Depending on the type of material under evaluation, the visual appearance of a scratch or mar normally involves changes in surface topography, color, or brightness. Three methods are normally used:
Visual Evaluation - Scratch resistance is normally reported as the minimum load necessary to penetrate the surface of the specimen. The observer increases (decreases) the testing load until the point when a visible line is scratched on the specimen surface. This line should penetrate the surface and not be able to be wiped off. It is also possible to rank scratches based on an existing standard. A standard numeric rating representing 3 to 5 increasing scratches (or what constitutes a Pass / Fail) may be established for each type of material and used solely for comparison to determine test end point.
Width/Depth - Use a magnifier to measure the width of the scratch lines. Alternatively, an Optical Micrometer may be used to measure the depth of scratch.
Image Analysis - Another option would be to use an Image Analysis technique such as SEM.
Detailed descriptions are recommended when depicting scratch or mar damage. Items that might be described include surface topography, material deformation, material removal, and color changes. The following examples have been used to describe damage in plastics:
- scratch is shallow (or deep)
- scratch is smooth, with a well defined shape (or rough and deformed)
- scratch includes plastic flow of the material (or cutting, tearing, cracking, chipping, crazing)

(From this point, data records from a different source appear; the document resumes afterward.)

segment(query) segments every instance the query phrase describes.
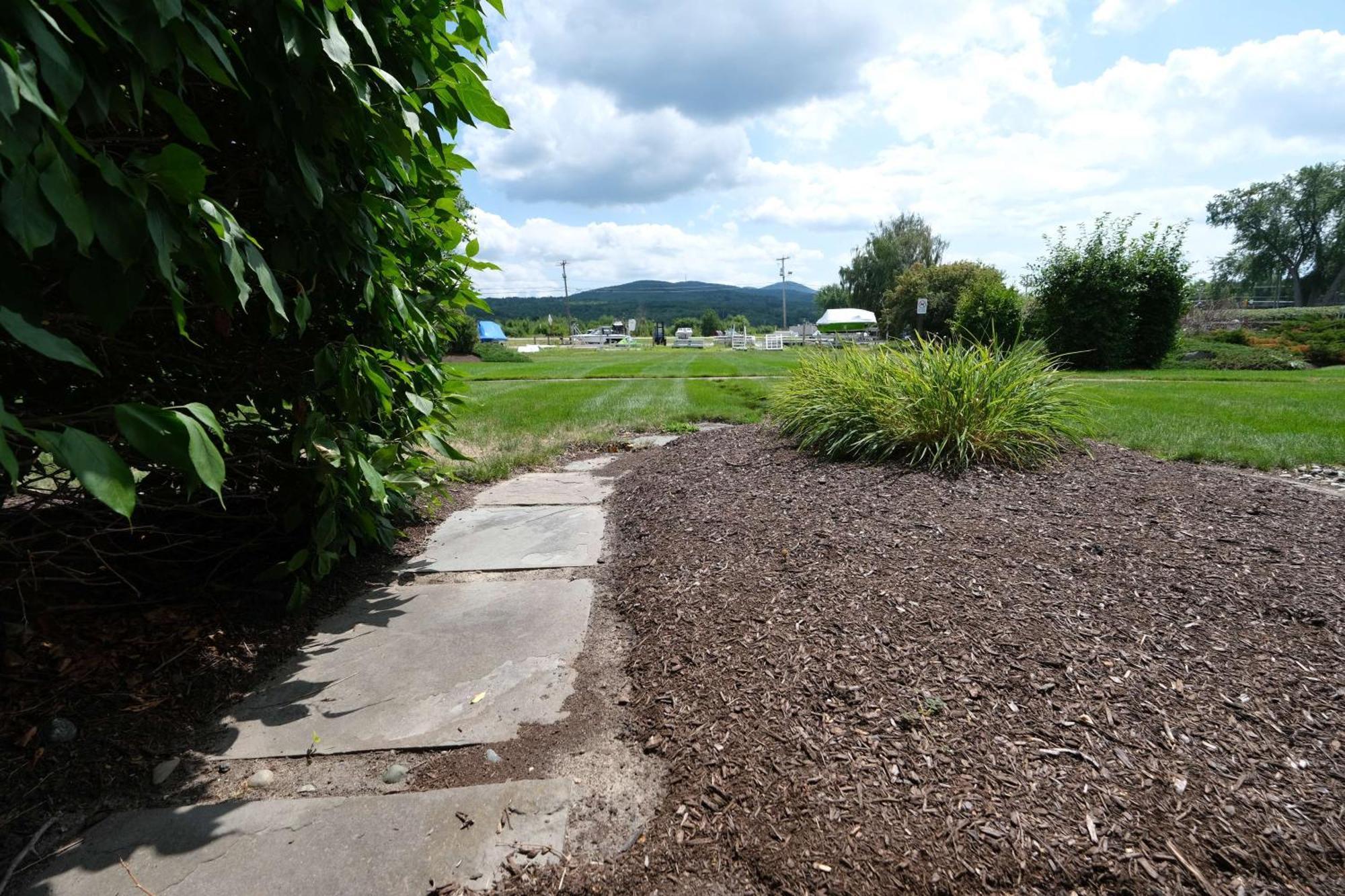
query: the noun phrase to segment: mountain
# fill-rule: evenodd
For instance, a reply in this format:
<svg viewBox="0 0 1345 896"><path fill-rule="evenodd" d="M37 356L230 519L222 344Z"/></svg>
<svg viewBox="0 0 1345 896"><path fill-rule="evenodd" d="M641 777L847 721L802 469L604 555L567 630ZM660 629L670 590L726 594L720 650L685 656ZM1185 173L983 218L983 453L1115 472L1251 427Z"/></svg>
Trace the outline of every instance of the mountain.
<svg viewBox="0 0 1345 896"><path fill-rule="evenodd" d="M814 320L812 293L802 283L785 281L785 303L790 323ZM516 318L545 318L565 315L562 296L511 296L491 299L491 313L473 312L480 318L511 320ZM615 287L597 287L570 295L570 315L578 320L612 320L644 318L672 323L678 318L699 318L707 308L720 318L745 315L753 326L780 323L780 284L765 287L730 287L722 283L683 280L633 280Z"/></svg>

- scratch includes visible ripple marks at the bottom (i.e. chevron or parabolic shaped)
- strain whitening is visible (or no change in color)
NOTE: The properties of plastic materials can greatly influence the evaluation of scratch and mar resistance. It is important to be aware of the following factors and take them into consideration. For reproducible results, define if evaluation should occur immediately following the scratch test or after a specified amount of time (e.g. 24 hours).
- Many plastics have elastic recovery upon removal of applied stress.
- Many plastics have visco-elastic properties and the stresses in the plastics may relax during loading.
Plastics may change structure during material flow, which can also change the mechanical properties of plastics.